Institutions are not mere containers of the art which lies within, but embodiments of the wisdom and beauty they house. The British Library is Grade I listed – and yes, this includes the piazza, the boundary wall, and even the railings!
Of course, it is not just the British Library that has fallen prey to this approach. My re-introduction to the Barbican Arts Centre, an icon of Brutalist architecture, was also robbed of its normal charm. On previous visits I have had time to admire architects Powell & Bonn’s fabulous Silk Street entrance, the gateway to the Barbican’s concert halls, theatre, cinemas, restaurants, the Curve, the Barbican Art Gallery, the Barbican Library, and the lakeside.
On a recent visit, though, I was rushed inside, navigating my way to the stairs that provide a welcome oasis of calm and a glorious view of the pick-hammered concrete, all completed by hand. I’ve always loved to wander up these otherworldly winding concrete stairs, looking out onto the lake and the glorious mishmash of architectural styles across the famous archetypally Brutalist Gilbert Bridge.
Once inside, for a while I feel I have been given permission to roam, to ponder, and just be. Pushing open the heavy glass doors onto the third floor, though, this spell is quickly shattered. Once again, comfort – and presumably also the security of the artworks – is secondary, with the cloakrooms barred off to the public…
I’m told off for entering the gallery too quickly (!) and made to step outside again.
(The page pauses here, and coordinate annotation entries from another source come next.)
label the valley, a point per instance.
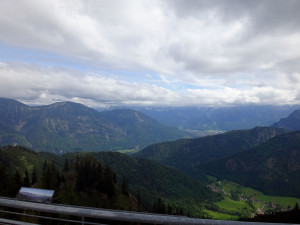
(229, 175)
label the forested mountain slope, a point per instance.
(187, 154)
(272, 167)
(68, 126)
(292, 122)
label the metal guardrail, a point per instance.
(116, 215)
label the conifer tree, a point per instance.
(66, 166)
(17, 182)
(26, 182)
(125, 186)
(33, 176)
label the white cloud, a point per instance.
(231, 52)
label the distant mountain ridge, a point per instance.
(272, 167)
(187, 154)
(219, 118)
(68, 126)
(292, 122)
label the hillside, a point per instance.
(151, 180)
(74, 183)
(272, 167)
(187, 154)
(292, 122)
(219, 118)
(67, 126)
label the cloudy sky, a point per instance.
(141, 52)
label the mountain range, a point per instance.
(67, 126)
(186, 154)
(219, 118)
(149, 178)
(265, 158)
(292, 122)
(272, 167)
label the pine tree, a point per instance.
(66, 166)
(33, 176)
(125, 186)
(26, 182)
(18, 182)
(5, 184)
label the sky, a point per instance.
(150, 53)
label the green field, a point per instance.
(250, 204)
(219, 216)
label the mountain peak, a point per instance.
(292, 122)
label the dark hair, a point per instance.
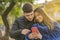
(27, 8)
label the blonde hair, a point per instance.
(46, 19)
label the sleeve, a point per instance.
(56, 24)
(15, 31)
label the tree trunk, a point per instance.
(5, 21)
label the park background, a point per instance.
(12, 9)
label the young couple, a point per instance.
(48, 28)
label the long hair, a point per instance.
(46, 19)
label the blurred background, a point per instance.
(12, 9)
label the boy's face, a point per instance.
(29, 16)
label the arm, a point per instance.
(15, 30)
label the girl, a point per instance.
(47, 26)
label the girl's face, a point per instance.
(38, 17)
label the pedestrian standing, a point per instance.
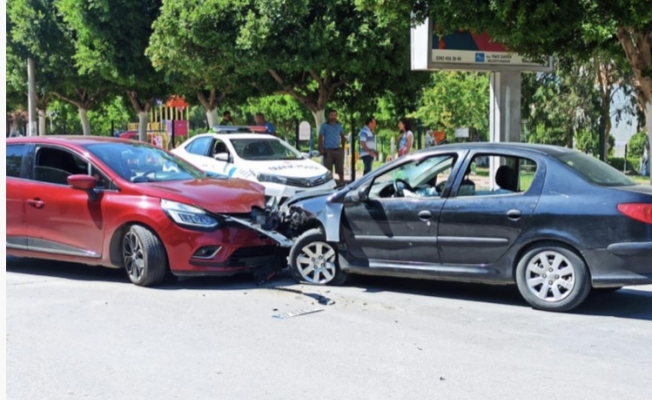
(331, 145)
(368, 144)
(405, 137)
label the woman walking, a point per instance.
(405, 137)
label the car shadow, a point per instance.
(625, 303)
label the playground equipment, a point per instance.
(167, 122)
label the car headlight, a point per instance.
(184, 214)
(271, 179)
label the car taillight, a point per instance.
(638, 211)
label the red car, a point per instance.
(126, 204)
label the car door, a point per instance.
(478, 227)
(398, 230)
(60, 219)
(17, 188)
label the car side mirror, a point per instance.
(222, 157)
(82, 182)
(358, 195)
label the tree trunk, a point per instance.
(143, 119)
(83, 117)
(42, 117)
(212, 116)
(320, 118)
(648, 128)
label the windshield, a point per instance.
(594, 170)
(140, 162)
(265, 149)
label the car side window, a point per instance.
(419, 178)
(15, 155)
(54, 165)
(200, 146)
(513, 175)
(219, 147)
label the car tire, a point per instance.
(313, 260)
(551, 277)
(143, 256)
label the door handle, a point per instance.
(514, 214)
(36, 203)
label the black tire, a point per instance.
(315, 238)
(572, 286)
(154, 267)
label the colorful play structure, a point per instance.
(166, 121)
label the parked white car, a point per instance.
(263, 158)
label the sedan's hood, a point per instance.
(303, 168)
(235, 196)
(643, 189)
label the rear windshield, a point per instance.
(594, 170)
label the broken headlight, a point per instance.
(186, 215)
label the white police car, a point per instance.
(240, 153)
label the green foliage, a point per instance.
(110, 38)
(636, 145)
(454, 100)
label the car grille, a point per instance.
(307, 182)
(251, 256)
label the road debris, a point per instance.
(291, 314)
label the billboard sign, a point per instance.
(465, 50)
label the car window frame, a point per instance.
(539, 175)
(209, 139)
(457, 161)
(25, 162)
(112, 187)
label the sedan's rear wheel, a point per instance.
(313, 260)
(143, 256)
(551, 277)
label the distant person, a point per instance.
(331, 145)
(226, 119)
(260, 121)
(405, 137)
(368, 144)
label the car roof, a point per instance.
(229, 129)
(263, 136)
(513, 146)
(77, 140)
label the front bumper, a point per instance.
(282, 192)
(620, 264)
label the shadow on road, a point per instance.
(626, 303)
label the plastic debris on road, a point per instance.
(291, 314)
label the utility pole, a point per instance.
(31, 98)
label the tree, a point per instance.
(201, 60)
(37, 31)
(455, 100)
(563, 28)
(314, 49)
(110, 38)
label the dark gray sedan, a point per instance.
(552, 220)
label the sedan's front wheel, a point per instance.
(313, 260)
(143, 256)
(551, 277)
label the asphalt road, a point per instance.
(76, 332)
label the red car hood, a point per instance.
(232, 196)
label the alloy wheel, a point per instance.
(132, 255)
(316, 263)
(550, 276)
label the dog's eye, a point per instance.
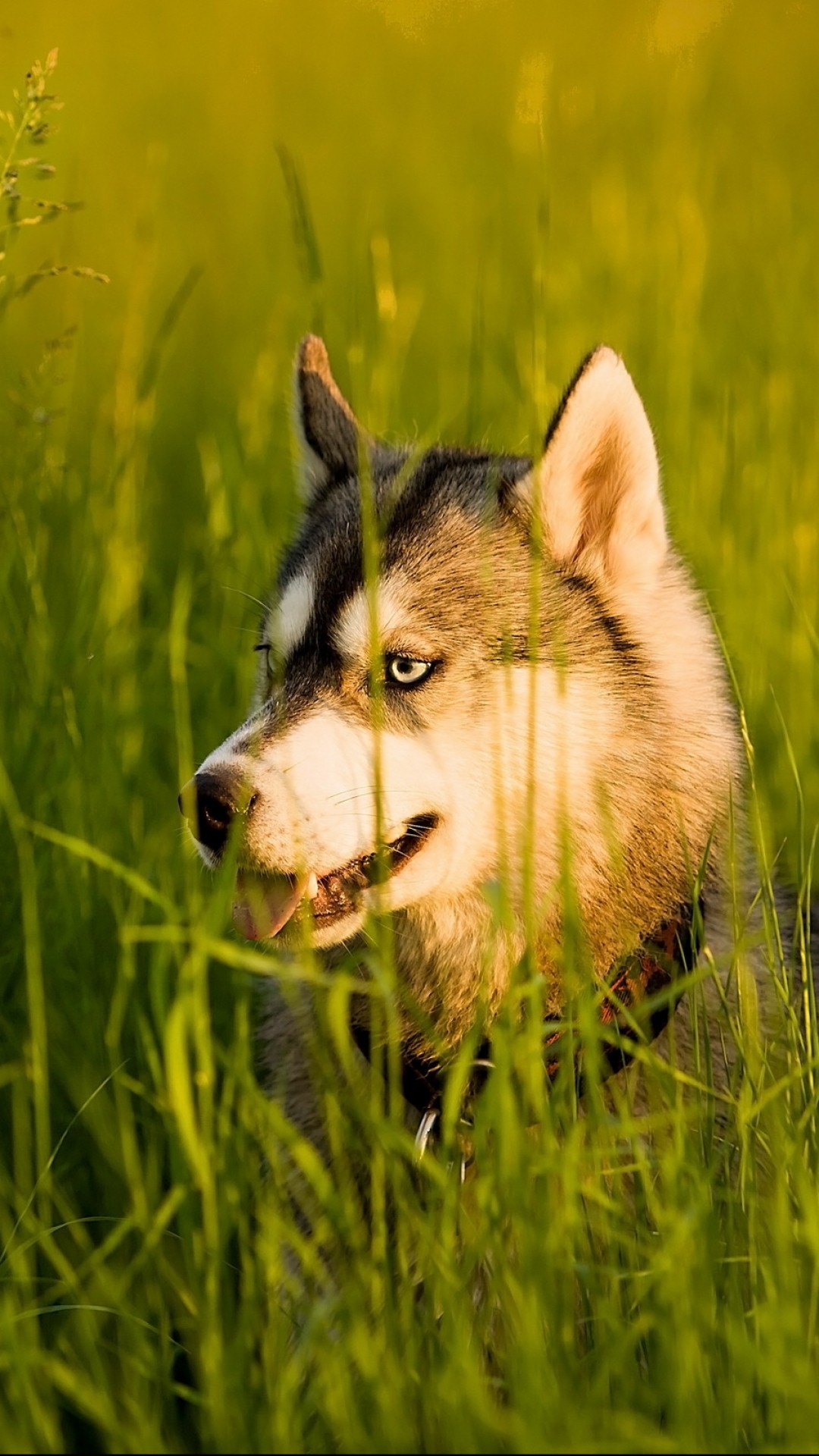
(409, 672)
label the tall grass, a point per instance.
(479, 194)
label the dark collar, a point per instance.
(661, 962)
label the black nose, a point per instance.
(209, 804)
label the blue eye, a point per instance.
(409, 672)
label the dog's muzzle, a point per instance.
(210, 802)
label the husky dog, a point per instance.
(523, 673)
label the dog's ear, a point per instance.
(327, 427)
(598, 482)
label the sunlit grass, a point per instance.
(475, 206)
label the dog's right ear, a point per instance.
(327, 427)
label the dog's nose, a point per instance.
(209, 804)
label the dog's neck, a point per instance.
(634, 1006)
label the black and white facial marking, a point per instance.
(337, 816)
(308, 756)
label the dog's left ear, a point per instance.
(327, 427)
(598, 484)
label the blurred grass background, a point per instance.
(464, 199)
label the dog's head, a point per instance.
(417, 674)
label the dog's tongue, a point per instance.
(264, 905)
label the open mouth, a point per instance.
(265, 903)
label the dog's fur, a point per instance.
(575, 704)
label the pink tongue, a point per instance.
(262, 906)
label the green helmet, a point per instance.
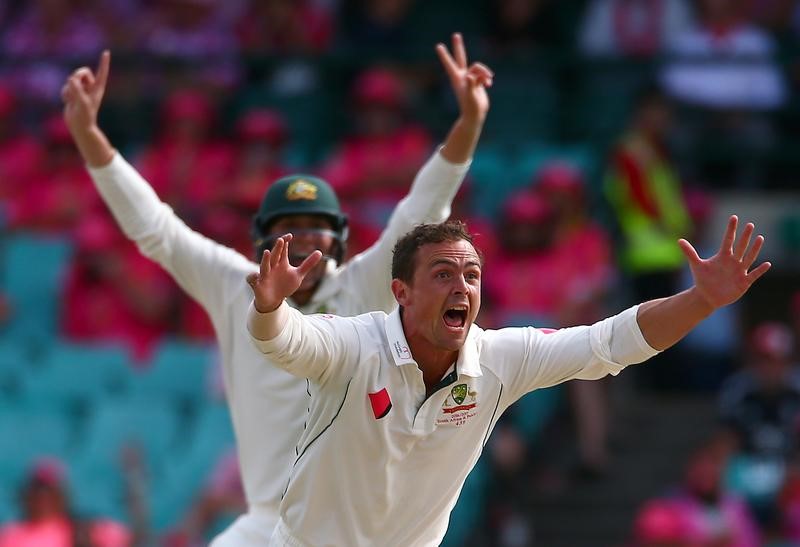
(299, 195)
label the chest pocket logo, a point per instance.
(459, 406)
(381, 403)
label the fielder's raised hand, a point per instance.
(82, 94)
(469, 82)
(723, 278)
(277, 279)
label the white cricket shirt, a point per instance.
(268, 406)
(378, 464)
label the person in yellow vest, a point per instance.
(644, 190)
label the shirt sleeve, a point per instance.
(322, 348)
(530, 358)
(367, 276)
(202, 267)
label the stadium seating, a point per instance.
(33, 268)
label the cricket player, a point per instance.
(268, 406)
(403, 404)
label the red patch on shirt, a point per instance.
(381, 403)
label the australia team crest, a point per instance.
(459, 406)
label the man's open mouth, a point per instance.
(455, 317)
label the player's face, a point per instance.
(444, 297)
(310, 234)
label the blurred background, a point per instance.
(616, 127)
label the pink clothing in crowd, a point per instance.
(543, 283)
(58, 532)
(114, 294)
(683, 520)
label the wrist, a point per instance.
(474, 119)
(264, 308)
(700, 304)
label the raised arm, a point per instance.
(469, 83)
(320, 348)
(435, 185)
(203, 268)
(718, 281)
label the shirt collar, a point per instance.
(468, 362)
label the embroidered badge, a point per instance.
(459, 406)
(402, 351)
(381, 403)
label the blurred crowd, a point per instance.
(615, 125)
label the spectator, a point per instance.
(197, 32)
(373, 167)
(644, 189)
(188, 159)
(43, 34)
(760, 412)
(526, 237)
(724, 74)
(59, 193)
(114, 294)
(700, 512)
(281, 27)
(47, 520)
(632, 28)
(524, 25)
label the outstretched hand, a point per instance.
(723, 278)
(83, 93)
(469, 83)
(277, 279)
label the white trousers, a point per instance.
(250, 530)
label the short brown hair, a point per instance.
(405, 250)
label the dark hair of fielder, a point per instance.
(405, 250)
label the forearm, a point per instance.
(462, 139)
(267, 326)
(94, 146)
(665, 321)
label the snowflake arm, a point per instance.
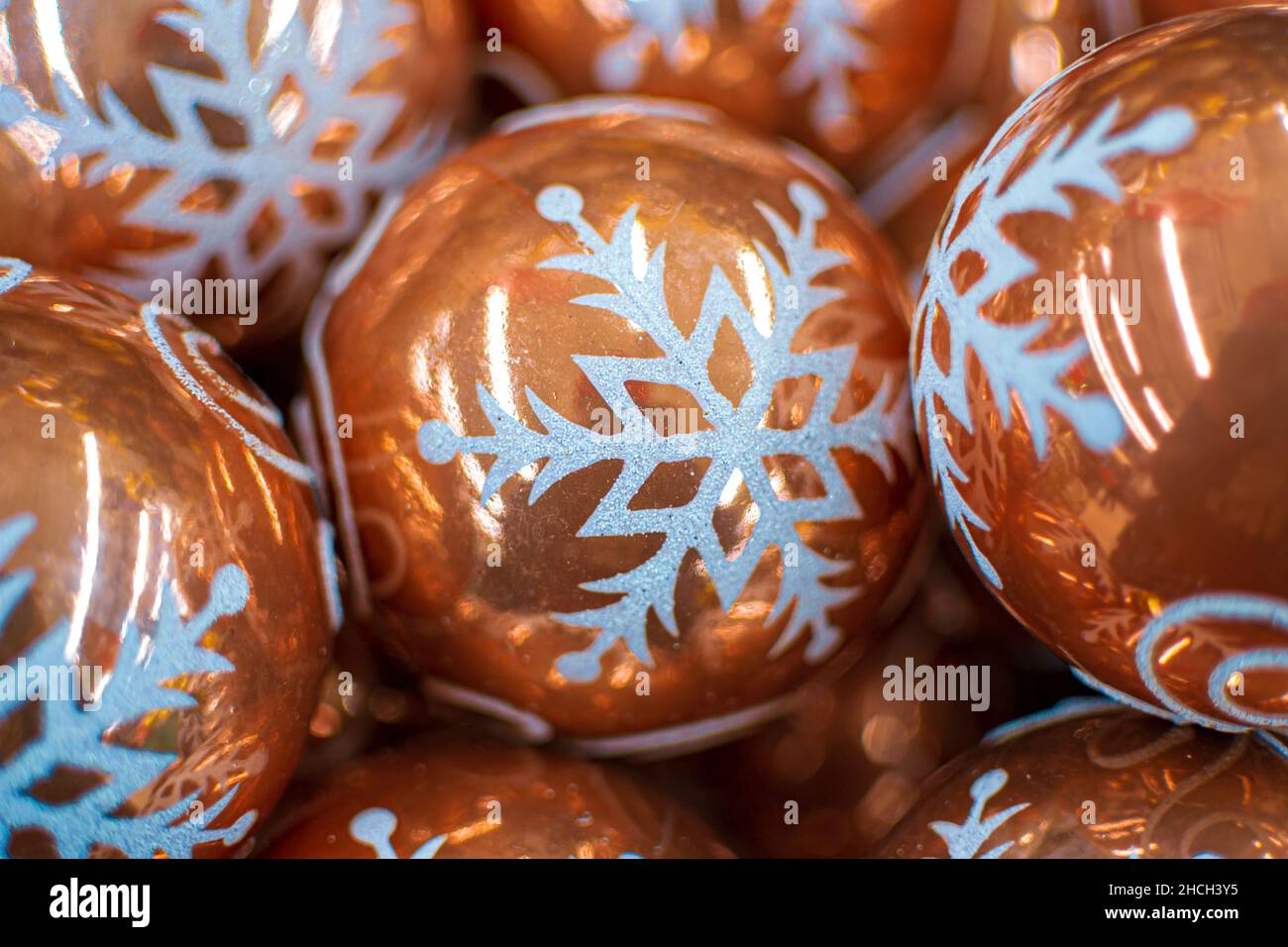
(965, 840)
(245, 90)
(734, 437)
(72, 736)
(1029, 376)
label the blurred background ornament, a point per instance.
(1095, 780)
(840, 76)
(163, 582)
(217, 153)
(458, 799)
(831, 780)
(1099, 368)
(642, 462)
(1003, 51)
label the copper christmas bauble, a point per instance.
(1095, 780)
(480, 800)
(841, 76)
(616, 421)
(163, 599)
(211, 155)
(1099, 367)
(1159, 11)
(845, 766)
(1001, 52)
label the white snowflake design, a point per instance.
(1013, 368)
(269, 169)
(375, 828)
(72, 736)
(735, 441)
(831, 48)
(965, 840)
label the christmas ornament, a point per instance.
(840, 76)
(1159, 11)
(163, 598)
(1094, 780)
(640, 462)
(835, 776)
(1098, 369)
(1001, 52)
(480, 800)
(210, 157)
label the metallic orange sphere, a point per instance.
(1100, 373)
(477, 800)
(835, 776)
(1003, 51)
(1095, 780)
(617, 423)
(163, 592)
(211, 155)
(841, 76)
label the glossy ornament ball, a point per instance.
(210, 157)
(617, 428)
(478, 800)
(163, 600)
(1095, 780)
(831, 779)
(1003, 51)
(1099, 368)
(841, 76)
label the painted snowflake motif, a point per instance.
(375, 828)
(270, 167)
(72, 736)
(619, 65)
(831, 48)
(735, 438)
(1014, 369)
(965, 840)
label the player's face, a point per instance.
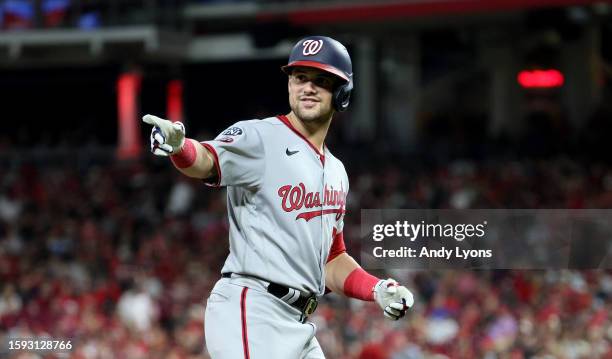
(310, 94)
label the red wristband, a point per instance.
(360, 284)
(185, 158)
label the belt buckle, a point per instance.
(309, 308)
(311, 305)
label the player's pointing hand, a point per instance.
(394, 299)
(166, 137)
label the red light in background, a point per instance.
(540, 78)
(128, 89)
(174, 101)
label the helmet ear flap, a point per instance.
(342, 96)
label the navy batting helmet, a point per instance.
(329, 55)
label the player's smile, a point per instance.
(309, 102)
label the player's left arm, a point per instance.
(345, 276)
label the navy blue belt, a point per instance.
(306, 304)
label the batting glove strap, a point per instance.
(392, 298)
(166, 137)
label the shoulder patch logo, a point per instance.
(232, 131)
(312, 47)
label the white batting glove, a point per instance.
(167, 137)
(394, 299)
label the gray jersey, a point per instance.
(285, 202)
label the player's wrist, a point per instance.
(360, 284)
(185, 156)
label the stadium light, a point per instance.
(540, 78)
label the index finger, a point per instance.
(152, 120)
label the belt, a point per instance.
(306, 304)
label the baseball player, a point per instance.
(286, 196)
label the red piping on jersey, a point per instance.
(212, 150)
(285, 120)
(338, 247)
(245, 338)
(312, 214)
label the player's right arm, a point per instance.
(188, 155)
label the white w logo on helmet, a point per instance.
(312, 47)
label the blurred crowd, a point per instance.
(119, 257)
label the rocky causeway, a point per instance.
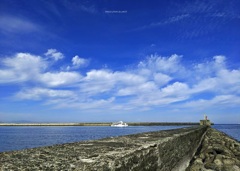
(203, 147)
(217, 152)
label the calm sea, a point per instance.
(17, 138)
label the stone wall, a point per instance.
(162, 150)
(217, 152)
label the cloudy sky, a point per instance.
(110, 60)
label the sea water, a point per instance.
(23, 137)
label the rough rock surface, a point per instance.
(162, 150)
(217, 152)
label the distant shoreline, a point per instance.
(102, 124)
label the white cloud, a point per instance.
(21, 67)
(53, 53)
(155, 82)
(78, 62)
(43, 93)
(157, 63)
(59, 78)
(162, 79)
(9, 24)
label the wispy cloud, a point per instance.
(10, 24)
(169, 20)
(154, 82)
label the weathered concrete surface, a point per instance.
(162, 150)
(217, 152)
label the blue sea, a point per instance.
(21, 137)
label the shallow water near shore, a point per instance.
(23, 137)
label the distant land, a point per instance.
(101, 124)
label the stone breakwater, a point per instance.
(217, 152)
(161, 150)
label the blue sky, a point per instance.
(138, 60)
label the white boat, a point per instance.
(119, 124)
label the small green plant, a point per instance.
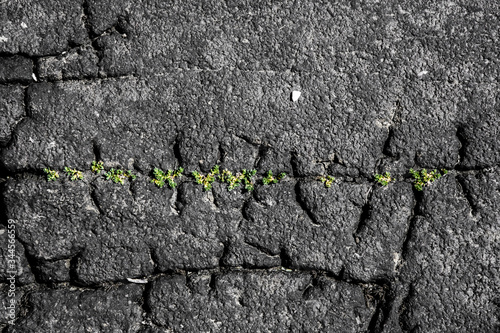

I hold up the line because the QR code doesn’t work again.
By this point, the excitement with which I’d booked the exhibition is wearing off and more than anything I’d just like to wander autonomously without the constant sense of being watched, reprimands at the tip of every gallery invigilator’s tongue. Autonomy is one of the joys of encountering art; the ability to select one’s own path, hone in on particular works, and bypass others.
And yet the one-way system reduces visitors to cattle, forming an orderly queue to view the art on show. Spontaneity, it seems, has been eclipsed from both the booking and the viewing experience.
In museums, I used to feel I belonged, even when I couldn’t anywhere else. Covid-19 has done all kinds of harm to humanity, now it’s shaping us into reluctant conformists in uncomfortable realms which used to be the most comforting of spaces.